Um, what was the point of this episode? Are the writers trying to make Ronaldo even less popular than Lars? After Ronaldo is given a reality check in his hunt for “rock people” (since Steven is half-rock), Ronaldo wants to become a Crystal Gem himself. Steven tries to humor him, but Ronaldo spends most of the episode telling Steven how he is doing things wrong.
So yes, Ronaldo is a self-absorbed (take your pick of two words that rhyme with brick). This was just an awkward episode from start to finish. It is in Steven’s nature to see the best in everyone including people like Lars and Ronaldo. And yes, Steven has lashed out at Lars before (“Lars and the Cool Kids”) and does the same here with Ronaldo. Yet, they are still jerks and Ronaldo is doubly so here. Ronaldo calls himself “Jerknaldo” towards the end of the episode after the way he treated Steven, but you would be justified if you yelled at your TV or digital device, “THANKS, CAPTAIN OBVIOUS!”
This was simply a terrible episode featuring an uninteresting character who comes off as even more of a jerk than he was previously.
Admittedly, I find Steven Universe a bit more complicated to review at times than MLP. Mostly, the former puts quite a bit into 11 minutes while the other runs 22-minute episodes at a more fluent pace.
Steven has very conflicted feelings regarding his Mother, so he goes to the room for some answers. Out comes a mirage of his mother as what he wants to feel about her. Things take a turn after the Peanuts reference as Steven lets loose about Bismuth and Pink Diamond and wonders if he merely exists as an excuse for Rose escape her mistakes.
Many of the episodes of SU in recent times have acted as setup for future arcs and this is one of them.

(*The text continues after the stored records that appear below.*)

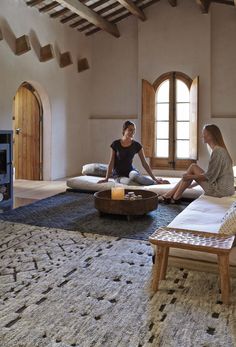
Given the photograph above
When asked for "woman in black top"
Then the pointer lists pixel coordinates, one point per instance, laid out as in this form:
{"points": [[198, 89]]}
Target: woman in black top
{"points": [[121, 166]]}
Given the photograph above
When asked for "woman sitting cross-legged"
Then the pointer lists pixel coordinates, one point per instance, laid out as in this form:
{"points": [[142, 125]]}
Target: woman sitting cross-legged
{"points": [[121, 167], [218, 180]]}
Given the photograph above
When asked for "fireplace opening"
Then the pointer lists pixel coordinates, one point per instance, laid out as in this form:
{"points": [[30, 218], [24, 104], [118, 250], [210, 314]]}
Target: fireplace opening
{"points": [[3, 162]]}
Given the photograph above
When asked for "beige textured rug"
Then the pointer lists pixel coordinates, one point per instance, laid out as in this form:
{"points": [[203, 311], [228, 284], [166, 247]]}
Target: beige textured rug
{"points": [[64, 288]]}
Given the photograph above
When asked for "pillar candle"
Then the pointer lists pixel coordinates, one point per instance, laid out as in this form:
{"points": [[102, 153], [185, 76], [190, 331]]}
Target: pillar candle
{"points": [[117, 193]]}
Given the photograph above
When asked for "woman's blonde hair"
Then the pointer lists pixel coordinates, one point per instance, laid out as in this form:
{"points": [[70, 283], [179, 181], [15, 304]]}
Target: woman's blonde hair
{"points": [[216, 135]]}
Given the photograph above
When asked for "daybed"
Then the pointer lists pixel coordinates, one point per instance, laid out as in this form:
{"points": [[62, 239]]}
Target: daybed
{"points": [[205, 213], [89, 183]]}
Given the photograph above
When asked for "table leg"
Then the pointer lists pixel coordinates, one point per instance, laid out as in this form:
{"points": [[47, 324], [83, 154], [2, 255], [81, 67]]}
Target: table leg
{"points": [[157, 267], [223, 261]]}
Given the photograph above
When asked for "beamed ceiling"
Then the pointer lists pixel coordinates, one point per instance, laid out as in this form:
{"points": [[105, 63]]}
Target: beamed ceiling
{"points": [[91, 16]]}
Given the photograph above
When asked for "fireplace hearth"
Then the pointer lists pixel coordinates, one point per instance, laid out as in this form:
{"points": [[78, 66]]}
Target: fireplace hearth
{"points": [[6, 176]]}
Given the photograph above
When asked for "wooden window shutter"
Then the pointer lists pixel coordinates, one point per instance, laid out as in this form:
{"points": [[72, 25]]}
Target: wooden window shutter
{"points": [[194, 91], [148, 118]]}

This arc will be Steven coming to terms with how Rose lived–both the good and the not-so-good.
This episode could be divided into three parts. The first is to setup the second where Connie talks about her Mom and it leads to Steven thinking about his. The second part in the room leads to the tempest in the room–and then it kind of ends abruptly.
I’m not sure about the rest of you, but this is why I’m more comfortable with the 22-minute format. This show have proven it could do it (read: “Bismuth”). The sudden ending just makes things a bit awkward.
The one thing to take from this episode is that Steven, who likes to see the best in everyone he meets, has to come to terms that not everyone is perfect–not even his own mother.